METHODS and TRAINING
The Importance of Mindfulness
The time-honored practice of mindfulness is the foundation of my work with clients. I use the practice myself, as well as teach it to my clients. I work to provide a safe “container” by conscious practice of loving-kindness and compassion in the therapy relationship to facilitate healing and growth. This is fundamentally a vow to help a person to use each and every event and experience to awaken to the goodness and gifts of the self, the world, and the connections between the two.
Through mindfulness and compassion, it is possible to uncover the ways in which we automatically react, think and feel. These automatic reactions were adaptive once- now they hold us back. Let's explore and discover. Then we can begin again. We can begin to see things in a new way. We can respond to our lives in fresh ways. This is a brief description of the Hakomi Method- see Hakomi page for more detailed description. I also use Hypnotherapy at times, including stress or trauma relieving trances. In all the above, of course, with your collaboration.
Here is more explanation of character and change:
No one 'is' their armoring or their character, but is simply 'using' certain patterned ways of coping at the moment. Of course, when a particular defense [yes, armoring is just a set of elaborate defenses against something we find to be 'too dangerous' to experience fully] seems to do the job, we tend to make it a habit, thus setting up some 'characteristic' ways of being. When this habit begins early in life and is used frequently through out our physical development they do influence how our body [including our emotional flow/holding, gestures, voice characteristics and even our way of thinking] develops.
In cases of severe abuse and neglect, there are profound developmental deficits that have deleterious health effects into adult life. However, I don't assume that these effects are 'cast in stone' no matter how late in life one begins to attempt to overcome these habitual ways of 'defending' against our full experience of life [inner as well as outer] or I would not consider trying to help someone to make deep changes. These habits were developed in relationship (with early caregivers) and they must be re-patterned in relationship (with the therapist, if not another). Character, (or body and relational habits) are ways to 'see' what one is defending against 'today' and in mindfulness, and in the developing safety of the therapeutic relationship, the client can often see into the important events over the moments/hours/days/years. If memories are not available, the present moment-to-moment felt sense or relational experience is revealing. Now we see what they have been defending against, help them feel and understand the
habits involved, how they got started, the beliefs and decisions that got started, and new ways to orient to the present. It becomes easier to see the various consequences of the habits that have deleterious effects on ones life.
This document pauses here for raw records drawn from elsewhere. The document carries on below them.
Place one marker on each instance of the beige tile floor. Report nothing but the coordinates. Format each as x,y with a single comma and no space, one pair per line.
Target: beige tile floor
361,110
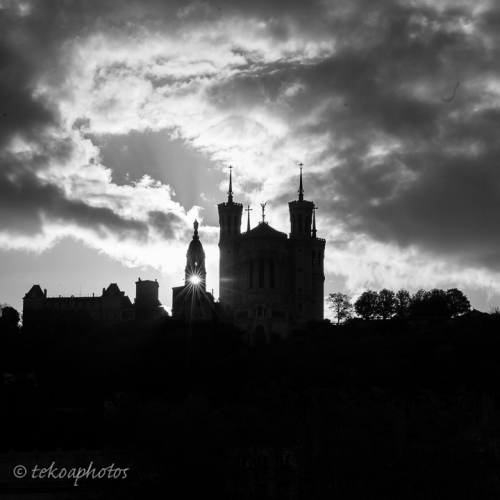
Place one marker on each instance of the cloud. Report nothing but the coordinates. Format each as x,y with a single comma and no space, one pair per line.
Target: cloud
406,184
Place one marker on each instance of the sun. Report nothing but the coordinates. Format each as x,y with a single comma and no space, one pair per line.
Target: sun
195,280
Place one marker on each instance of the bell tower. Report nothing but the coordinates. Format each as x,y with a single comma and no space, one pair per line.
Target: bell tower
306,259
230,214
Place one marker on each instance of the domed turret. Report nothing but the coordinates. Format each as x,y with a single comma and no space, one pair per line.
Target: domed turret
195,271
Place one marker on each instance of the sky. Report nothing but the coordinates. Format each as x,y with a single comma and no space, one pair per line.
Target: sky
119,120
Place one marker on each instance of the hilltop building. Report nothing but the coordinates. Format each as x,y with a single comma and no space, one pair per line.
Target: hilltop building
191,301
269,282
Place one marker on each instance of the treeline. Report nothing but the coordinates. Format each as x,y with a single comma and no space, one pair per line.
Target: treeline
387,304
397,410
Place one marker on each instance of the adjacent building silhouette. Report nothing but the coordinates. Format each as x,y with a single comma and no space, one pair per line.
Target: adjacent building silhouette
146,303
109,308
269,282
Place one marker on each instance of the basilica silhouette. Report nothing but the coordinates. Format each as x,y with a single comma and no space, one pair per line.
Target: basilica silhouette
269,282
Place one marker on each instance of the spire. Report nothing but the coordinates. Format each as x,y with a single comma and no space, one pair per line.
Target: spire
314,221
230,192
248,209
301,189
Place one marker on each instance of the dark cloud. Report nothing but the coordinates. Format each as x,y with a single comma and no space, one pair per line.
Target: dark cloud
164,222
25,201
435,181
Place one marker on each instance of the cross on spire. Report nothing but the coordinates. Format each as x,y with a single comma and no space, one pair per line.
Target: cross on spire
263,205
248,210
230,192
301,189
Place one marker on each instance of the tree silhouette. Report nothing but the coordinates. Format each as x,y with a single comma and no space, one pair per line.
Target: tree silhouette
386,303
457,302
341,306
366,305
403,301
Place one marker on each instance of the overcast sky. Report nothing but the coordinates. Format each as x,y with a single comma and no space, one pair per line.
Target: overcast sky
118,120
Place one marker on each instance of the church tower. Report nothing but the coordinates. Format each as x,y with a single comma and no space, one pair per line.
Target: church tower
306,259
195,271
191,302
230,214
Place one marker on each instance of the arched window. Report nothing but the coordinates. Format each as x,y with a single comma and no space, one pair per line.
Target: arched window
250,271
261,272
271,273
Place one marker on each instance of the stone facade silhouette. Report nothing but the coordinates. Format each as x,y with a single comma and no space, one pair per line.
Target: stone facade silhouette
109,308
269,282
146,303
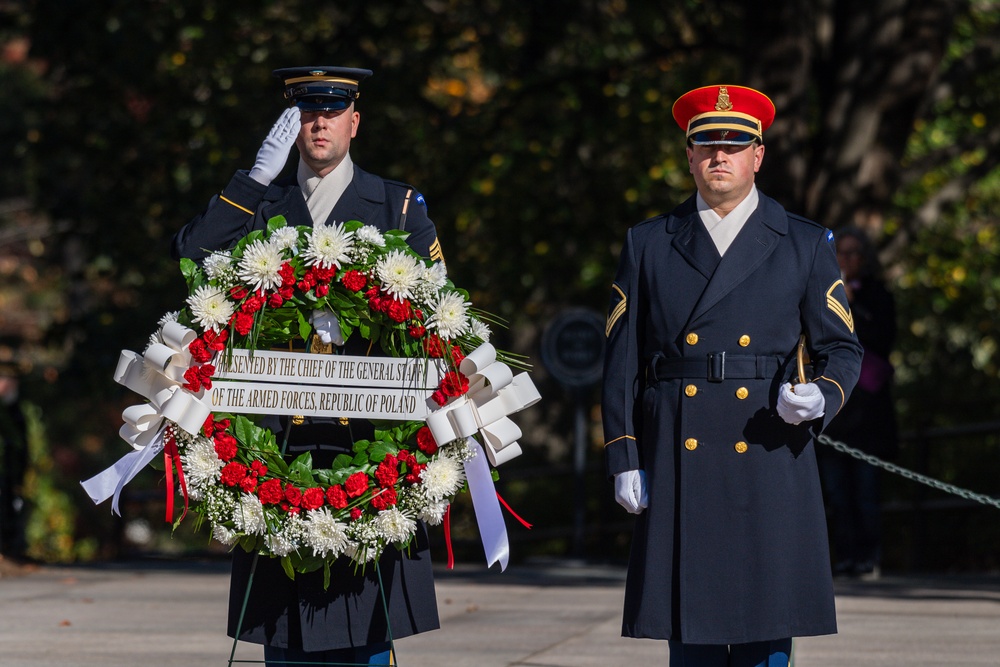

Of course, long held habits do not yield easily even when a strong conscious commitment to such change is developed. Our 'body habits' are built into our synapses and muscular responses in such a way that we have to spend quite a bit of mental/psychic energy to 'unbuild' these patterned ways of responding to life. The body lets one know if the old, uncomfortable ways are being used to cope.
Feeling the freedom and ease of the new way in the body helps one continue to orient to the present, rather than going back to a trance of the past.
Transpersonal psychology recognizes and studies the different states and stations of consciousness. It recognizes that such different states as dreaming, hypnotic trance, and "waking" consciousness all have sub-levels within themselves and possess their own state-specific systems, their own realities. Further, transpersonal psychology recognizes that not only are there different states of consciousness that one may move into and out of during the course of a day but that there are also stages or stations of consciousness that, through development, one can come to live in relatively permanently.
Rather than being a recent innovation, transpersonal psychology is largely a return to the perennial philosophy identified by Aldous Huxley. Mystical experience and shamanistic healing practices, which have been central concerns of humankind for millennia, are also a focus of transpersonal psychology.
I have a Master's degree in Counseling Psychology from The Institute of Transpersonal Psychology. I am certified in The Hakomi Method of Psychotherapy, Huma Transpersonal Bodywork, and Transpersonal Hypnotherapy. I am studying with Kathy Kain, who teaches a unified somatic approach to touch, awareness, and relationship. I became ordained as an Interfaith Minister after two years at The Interfaith Seminary of Santa Cruz, appreciating the mystical core of every tradition. My undergaduate degree is from UCSC, in psychology with honors in the major and honors at the college.
- CAMFT (California Association of Marriage and Family Therapists).
- USABP (United States Association of Body Psychotherapists).
- Hakomi Institute
The Guest House
This being human is a guest house.
Every morning a new arrival.
A joy, a depression, a meanness,
some momentary awareness comes as an unexpected visitor.
Welcome and entertain them all!
even if they're a crowd of sorrows,
who violently sweep your house empty of its furniture,
still, treat each guest honorably,
She may be clearing you out for some new delight.
The dark thought, the shame, the malice,
meet them at the door laughing, and invite them in.
Be grateful for whoever comes,
because each has been sent as a guide from beyond.